I had little idea what to expect when turning up to St John the Evangelist church on a damp February evening for a concert that advertised itself “one of the most exciting performances imaginable”, incorporating music “from the worlds of classical, jazz, Latin, rock, blues and beyond”. Although passingly familiar with the oeuvre of Django Reinhardt and Stéphane Grappelli, I’d never before seen a contemporary gypsy jazz band live, let alone one that so ambitiously aimed to stretch the boundaries of the genre. I was therefore glad to find a large and convivial audience, many of whom were evidently aficionados who were already familiar with this group’s music – a woman selling CDs at the entrance asked if I’d seen Gypsy Fire before, and when I replied that I hadn’t, assured me that I was in for a treat.
My first impression of the performance, however, was less than entirely positive: the concert opened with a performance of Vittorio Monti’s Czardas, which while expertly played, couldn’t help but feel a little hackneyed and unoriginal, and didn’t do a great deal for my expectations of what was to follow. Furthermore, despite the concert’s title of ‘Acoustic Spectacular’, the amplification for the first couple of numbers felt a little overblown for SJE’s intimate performance space and generous acoustic, with the detail and undoubted subtlety of all four performers’ playing tending to get lost in a wash of bottom-heavy sound.
However, despite this slightly inauspicious start, things quickly began to pick up. Whatever problems there had been with the sound in the first one or two numbers appeared to have been fixed, as the band moved into a selection of original arrangements which demonstrated their talents to the full. Guitarist and founding member of the band, Stuart Carter-Smith, introduced the audience to a wide range of familiar music spanning two full centuries from baroque to bebop. While the (perhaps over-)familiarity of much of the material might have been disappointing, it turned out in the main to be a positive, as it allowed the quiet virtuosity of these musicians’ playing, and the inventiveness of many of the arrangements, to come to the fore.

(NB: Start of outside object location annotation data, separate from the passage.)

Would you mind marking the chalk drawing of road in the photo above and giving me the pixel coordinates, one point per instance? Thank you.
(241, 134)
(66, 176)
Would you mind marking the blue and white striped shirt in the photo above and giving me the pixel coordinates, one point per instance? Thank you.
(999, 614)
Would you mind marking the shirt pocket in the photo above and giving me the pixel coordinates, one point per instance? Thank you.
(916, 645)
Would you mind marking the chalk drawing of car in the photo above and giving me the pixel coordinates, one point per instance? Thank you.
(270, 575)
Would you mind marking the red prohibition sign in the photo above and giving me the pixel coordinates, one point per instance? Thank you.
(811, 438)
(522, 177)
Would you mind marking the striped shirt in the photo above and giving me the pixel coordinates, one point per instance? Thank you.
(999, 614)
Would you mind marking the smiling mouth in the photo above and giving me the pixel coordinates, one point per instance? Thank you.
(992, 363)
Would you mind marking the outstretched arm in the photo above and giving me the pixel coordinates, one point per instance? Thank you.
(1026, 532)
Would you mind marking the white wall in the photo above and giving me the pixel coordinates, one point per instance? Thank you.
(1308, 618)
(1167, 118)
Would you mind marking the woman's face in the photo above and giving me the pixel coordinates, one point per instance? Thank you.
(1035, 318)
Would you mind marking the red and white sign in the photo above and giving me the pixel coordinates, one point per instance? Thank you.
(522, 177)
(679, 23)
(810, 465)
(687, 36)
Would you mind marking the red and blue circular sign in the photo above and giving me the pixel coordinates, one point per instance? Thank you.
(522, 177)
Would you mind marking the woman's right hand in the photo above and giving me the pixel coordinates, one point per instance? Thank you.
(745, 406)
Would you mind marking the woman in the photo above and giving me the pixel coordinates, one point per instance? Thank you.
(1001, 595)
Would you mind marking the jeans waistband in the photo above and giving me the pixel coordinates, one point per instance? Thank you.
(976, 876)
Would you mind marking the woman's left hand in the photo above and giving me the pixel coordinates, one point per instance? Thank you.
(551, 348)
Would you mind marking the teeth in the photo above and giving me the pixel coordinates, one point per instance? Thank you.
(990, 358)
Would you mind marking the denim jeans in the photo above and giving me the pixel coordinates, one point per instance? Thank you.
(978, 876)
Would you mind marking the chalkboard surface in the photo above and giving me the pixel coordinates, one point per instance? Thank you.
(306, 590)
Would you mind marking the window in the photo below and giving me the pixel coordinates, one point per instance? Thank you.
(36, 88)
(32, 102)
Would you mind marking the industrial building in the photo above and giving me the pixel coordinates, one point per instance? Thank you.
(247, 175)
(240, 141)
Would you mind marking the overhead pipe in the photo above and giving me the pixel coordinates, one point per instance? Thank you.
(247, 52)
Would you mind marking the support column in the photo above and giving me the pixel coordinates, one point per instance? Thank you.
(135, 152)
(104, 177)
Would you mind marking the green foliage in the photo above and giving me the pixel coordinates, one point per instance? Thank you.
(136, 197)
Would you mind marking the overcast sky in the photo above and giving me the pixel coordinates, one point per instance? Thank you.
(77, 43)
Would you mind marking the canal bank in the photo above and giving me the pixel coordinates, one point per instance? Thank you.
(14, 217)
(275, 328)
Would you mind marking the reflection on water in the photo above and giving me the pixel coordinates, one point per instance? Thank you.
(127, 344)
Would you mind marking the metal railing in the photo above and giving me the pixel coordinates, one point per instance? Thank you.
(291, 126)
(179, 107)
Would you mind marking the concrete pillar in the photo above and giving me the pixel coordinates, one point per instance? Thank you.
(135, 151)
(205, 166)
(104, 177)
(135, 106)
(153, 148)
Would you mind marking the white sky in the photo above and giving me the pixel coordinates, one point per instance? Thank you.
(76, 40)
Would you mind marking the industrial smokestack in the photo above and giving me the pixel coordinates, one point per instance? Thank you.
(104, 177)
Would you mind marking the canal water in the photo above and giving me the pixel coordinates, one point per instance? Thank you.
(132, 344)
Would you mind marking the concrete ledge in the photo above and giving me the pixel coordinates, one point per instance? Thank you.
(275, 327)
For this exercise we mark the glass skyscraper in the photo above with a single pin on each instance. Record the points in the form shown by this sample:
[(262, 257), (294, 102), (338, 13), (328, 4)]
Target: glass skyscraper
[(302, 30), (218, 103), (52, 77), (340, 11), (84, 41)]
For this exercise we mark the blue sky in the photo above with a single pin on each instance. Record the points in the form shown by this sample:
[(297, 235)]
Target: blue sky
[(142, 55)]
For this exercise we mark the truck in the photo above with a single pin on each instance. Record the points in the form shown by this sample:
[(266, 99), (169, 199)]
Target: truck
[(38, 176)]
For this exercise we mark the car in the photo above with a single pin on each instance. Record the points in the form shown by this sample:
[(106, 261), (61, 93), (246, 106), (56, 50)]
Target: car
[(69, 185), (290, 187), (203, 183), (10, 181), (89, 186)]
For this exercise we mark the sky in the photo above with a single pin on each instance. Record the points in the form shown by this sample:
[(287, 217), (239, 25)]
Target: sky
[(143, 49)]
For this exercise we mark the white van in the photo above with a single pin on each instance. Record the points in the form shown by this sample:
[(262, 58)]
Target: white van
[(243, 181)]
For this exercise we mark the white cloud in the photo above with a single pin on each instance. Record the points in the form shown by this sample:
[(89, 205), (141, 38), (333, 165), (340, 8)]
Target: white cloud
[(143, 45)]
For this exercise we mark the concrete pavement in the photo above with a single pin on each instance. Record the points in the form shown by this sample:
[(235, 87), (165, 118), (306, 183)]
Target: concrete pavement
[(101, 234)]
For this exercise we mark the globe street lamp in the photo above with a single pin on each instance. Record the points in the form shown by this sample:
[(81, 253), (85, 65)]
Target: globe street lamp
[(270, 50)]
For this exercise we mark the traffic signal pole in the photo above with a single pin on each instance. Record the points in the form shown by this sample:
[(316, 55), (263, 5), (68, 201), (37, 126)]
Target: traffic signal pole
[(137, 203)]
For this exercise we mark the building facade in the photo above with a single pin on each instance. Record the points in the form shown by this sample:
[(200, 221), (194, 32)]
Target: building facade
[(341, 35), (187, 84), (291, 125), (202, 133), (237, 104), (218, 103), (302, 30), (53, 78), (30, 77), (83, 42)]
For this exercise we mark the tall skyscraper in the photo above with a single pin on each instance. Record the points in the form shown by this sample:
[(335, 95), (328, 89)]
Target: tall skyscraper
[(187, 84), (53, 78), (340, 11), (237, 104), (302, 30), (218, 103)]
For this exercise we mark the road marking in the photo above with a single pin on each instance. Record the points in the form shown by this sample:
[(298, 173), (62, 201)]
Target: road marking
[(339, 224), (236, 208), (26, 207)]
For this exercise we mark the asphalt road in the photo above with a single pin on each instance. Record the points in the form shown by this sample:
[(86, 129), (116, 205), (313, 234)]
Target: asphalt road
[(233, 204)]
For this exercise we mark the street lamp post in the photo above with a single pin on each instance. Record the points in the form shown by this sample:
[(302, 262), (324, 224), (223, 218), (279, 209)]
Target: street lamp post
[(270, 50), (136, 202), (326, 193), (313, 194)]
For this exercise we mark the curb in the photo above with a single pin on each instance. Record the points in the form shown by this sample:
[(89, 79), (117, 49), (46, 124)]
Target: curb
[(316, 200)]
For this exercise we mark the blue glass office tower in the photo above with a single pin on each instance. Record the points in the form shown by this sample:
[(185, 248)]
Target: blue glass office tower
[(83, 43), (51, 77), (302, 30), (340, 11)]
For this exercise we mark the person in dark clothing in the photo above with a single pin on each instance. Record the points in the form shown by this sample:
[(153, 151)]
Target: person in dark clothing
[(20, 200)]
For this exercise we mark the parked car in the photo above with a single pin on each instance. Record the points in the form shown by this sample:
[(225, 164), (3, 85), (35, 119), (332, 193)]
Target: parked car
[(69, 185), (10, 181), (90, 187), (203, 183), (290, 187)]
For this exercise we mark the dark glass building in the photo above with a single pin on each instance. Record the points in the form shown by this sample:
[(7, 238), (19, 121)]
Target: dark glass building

The results of such ingenuity were mixed, but the quality of the performances was never in doubt and ultimately outweighed any negatives. A rendition of Handel’s ‘Arrival of the Queen of Sheba’ showcased classically-trained violinist Ben Holder’s technique and musicianship to great effect, but the arrangement was a little disappointingly straight-laced and could have done with rather more punch and irreverence to transfer successfully to the gypsy jazz idiom. A jazz medley, on the other hand – described, tongue-in-cheek, as ‘the entire history of jazz in three minutes’ – managed with admirable success and real creativity to weave together Gershwin’s I Got Rhythm and Charlie Parker’s Anthropology, together with substantial sections of original material, and showed off some tastefully exuberant solo playing, in particular from guitarist Will Barnes and bass player Paul Jefferies.
The second set, however, was where the musicians’ talents really came into the spotlight. With the band members reappearing dressed down, and engaging in laid-back yet engaging and genuinely entertaining banter between numbers, we were treated to another medley, this time of film themes, rock and pop songs, which in places ran the risk of cliché but for the most part were both arranged and performed with a great deal of panache. A simple yet effective and perfectly executed version of gypsy jazz classic Dark Eyes provided a nod to the group’s stylistic roots. The real highlight of the evening, however, had to be the final four pieces: an original composition by each of the four members of the band, featuring their contrasting musical personalities and backgrounds. A witty and clever latin-jazz number with the occasional Grappelli-esque inflection, by Paul Jefferies – a stalwart of the Oxford jazz scene – was followed by a composition by Will Barnes which daringly, and successfully, worked in elements from Barnes’ own musical background as a heavy metal guitarist. The set was rounded off by a more traditional – yet still fresh and inspired – tribute to Django Reinhardt by Stuart Carter-Smith, and a wild and exuberant up-tempo finale showcasing some truly virtuosic violin playing from Ben Holder.
Despite my initial reservations, this ultimately turned out to be a highly enjoyable concert, and a chance to see some impeccable musicianship on display from four distinctive yet wholly complementary musicians. While I personally would have preferred the balance of the programme to have been shifted a little – with a higher proportion of original compositions, and perhaps more focus on the work of the group’s gypsy jazz forebears, interspersed with just a couple of lighter-hearted arrangements of familiar classics – there was a sense of genuine, heartfelt enjoyment from both audience and performers, and the evening definitely showed that these are musicians of serious talent.